Die interozeptive Expositionstherapie behandelt Panikstörungen. Sie löst bewusst körperliche Panikgefühle aus. Dies hilft Patienten zu erkennen, dass diese Gefühle nicht gefährlich sind. Letztendlich reduziert es ihre Angstreaktion.

Die interozeptive Expositionstherapie ist ein wichtiger Teil der kognitiven Verhaltenstherapie. Sie behandelt Panikstörungen, indem sie Panikattacken-Symptome nachahmt.
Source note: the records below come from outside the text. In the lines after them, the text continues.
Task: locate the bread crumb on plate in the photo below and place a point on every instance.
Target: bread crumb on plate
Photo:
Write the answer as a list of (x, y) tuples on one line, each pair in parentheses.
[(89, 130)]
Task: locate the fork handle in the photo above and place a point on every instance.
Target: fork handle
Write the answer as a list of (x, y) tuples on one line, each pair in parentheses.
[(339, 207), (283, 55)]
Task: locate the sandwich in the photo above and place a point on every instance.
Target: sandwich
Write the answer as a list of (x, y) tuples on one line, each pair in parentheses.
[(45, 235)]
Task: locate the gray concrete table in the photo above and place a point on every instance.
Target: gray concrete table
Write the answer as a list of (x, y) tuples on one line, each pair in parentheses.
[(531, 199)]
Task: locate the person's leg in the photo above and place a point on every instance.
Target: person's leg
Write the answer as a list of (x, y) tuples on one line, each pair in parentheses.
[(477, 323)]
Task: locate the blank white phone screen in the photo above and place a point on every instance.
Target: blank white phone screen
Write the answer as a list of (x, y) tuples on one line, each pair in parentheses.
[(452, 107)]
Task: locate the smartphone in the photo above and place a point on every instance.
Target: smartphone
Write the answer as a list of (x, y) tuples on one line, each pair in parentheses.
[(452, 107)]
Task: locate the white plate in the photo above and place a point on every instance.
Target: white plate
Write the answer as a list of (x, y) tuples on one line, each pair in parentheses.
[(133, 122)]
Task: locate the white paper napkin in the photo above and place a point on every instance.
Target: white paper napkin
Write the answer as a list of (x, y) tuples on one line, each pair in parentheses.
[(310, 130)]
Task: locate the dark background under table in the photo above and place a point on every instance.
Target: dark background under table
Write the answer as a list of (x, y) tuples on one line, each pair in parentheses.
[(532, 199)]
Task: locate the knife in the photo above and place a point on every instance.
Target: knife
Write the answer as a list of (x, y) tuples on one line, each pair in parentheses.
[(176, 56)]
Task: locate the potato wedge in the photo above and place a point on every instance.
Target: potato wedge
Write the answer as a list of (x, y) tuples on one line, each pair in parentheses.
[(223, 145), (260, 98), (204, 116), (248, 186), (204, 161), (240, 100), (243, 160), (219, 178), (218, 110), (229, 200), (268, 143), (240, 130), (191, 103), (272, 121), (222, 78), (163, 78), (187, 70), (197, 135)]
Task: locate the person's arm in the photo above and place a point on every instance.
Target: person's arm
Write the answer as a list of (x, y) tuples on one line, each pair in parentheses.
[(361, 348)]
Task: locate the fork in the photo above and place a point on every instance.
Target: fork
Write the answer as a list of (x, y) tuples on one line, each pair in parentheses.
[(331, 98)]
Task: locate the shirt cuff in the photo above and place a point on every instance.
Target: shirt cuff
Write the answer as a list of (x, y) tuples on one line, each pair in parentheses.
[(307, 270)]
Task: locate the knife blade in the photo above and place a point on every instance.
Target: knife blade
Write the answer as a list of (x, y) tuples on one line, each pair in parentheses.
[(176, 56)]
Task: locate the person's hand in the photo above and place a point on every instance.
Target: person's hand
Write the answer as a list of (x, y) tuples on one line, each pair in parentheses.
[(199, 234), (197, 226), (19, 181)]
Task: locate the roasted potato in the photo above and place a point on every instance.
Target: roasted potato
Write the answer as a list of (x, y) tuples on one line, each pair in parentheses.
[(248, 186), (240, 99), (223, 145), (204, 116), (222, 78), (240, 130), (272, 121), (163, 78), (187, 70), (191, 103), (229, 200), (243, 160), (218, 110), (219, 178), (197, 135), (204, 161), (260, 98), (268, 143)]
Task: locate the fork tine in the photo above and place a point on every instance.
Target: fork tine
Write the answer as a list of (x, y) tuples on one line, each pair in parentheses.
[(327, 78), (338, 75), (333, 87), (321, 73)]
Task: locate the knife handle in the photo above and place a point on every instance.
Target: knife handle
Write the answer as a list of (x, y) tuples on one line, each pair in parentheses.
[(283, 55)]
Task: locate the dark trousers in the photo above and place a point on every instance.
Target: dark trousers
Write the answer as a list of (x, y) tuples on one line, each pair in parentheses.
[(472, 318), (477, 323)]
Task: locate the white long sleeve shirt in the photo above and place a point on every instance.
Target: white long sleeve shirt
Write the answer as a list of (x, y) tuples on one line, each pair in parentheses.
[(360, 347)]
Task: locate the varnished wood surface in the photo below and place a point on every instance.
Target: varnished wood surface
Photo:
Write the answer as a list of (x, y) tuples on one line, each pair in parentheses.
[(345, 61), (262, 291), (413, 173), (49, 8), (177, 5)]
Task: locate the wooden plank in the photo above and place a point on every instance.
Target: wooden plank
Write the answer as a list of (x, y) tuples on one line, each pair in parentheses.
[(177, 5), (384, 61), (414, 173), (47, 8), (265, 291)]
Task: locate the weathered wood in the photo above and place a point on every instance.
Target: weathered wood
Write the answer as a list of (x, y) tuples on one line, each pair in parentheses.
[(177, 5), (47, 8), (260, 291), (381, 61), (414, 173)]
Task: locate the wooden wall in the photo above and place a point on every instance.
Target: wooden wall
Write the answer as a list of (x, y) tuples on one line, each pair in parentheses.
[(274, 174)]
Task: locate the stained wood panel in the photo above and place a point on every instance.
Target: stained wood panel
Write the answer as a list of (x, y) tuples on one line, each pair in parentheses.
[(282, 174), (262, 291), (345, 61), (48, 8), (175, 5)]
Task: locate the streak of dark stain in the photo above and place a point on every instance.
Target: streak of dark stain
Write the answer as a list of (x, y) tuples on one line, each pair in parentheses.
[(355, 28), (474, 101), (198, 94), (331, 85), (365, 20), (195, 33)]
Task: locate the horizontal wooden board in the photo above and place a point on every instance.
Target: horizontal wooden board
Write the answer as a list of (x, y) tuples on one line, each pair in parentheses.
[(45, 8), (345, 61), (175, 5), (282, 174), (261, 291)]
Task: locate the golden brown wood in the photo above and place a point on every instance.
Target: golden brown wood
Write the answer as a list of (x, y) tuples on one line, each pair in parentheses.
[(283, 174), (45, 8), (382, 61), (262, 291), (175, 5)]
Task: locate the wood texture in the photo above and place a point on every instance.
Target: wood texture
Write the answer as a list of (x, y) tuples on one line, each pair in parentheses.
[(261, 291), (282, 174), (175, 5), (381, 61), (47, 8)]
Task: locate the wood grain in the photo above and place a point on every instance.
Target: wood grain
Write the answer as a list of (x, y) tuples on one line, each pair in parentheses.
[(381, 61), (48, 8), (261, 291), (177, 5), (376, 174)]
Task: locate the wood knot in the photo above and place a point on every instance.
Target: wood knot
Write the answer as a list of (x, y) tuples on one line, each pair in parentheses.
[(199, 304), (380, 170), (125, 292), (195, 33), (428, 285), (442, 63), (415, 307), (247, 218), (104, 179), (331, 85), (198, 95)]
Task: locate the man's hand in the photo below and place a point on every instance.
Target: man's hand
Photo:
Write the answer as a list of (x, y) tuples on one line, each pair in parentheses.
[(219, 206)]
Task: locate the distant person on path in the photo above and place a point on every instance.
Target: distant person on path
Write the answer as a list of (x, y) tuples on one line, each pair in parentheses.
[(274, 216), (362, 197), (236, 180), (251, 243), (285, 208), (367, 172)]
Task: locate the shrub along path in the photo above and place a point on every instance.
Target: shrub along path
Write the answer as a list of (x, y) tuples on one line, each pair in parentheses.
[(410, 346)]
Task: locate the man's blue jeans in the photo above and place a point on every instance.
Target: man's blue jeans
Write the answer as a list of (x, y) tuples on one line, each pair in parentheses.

Dazu gehören Herzrasen oder Schwindel. Therapeuten leiten Patienten durch Übungen an. Zum Beispiel drehen sie sich auf einem Stuhl oder hyperventilieren in einer sicheren Umgebung. Dies hilft den Patienten zu lernen, dass diese unangenehmen Gefühle nicht gefährlich sind. Sie führen nicht zu befürchteten Folgen wie einem Herzinfarkt. Indem sie diesen inneren Körpersignalen wiederholt ohne echte Bedrohung begegnen, reduziert die Therapie die automatische Angstreaktion. Dies geschieht mit der Zeit. Patienten gewinnen so die Kontrolle zurück.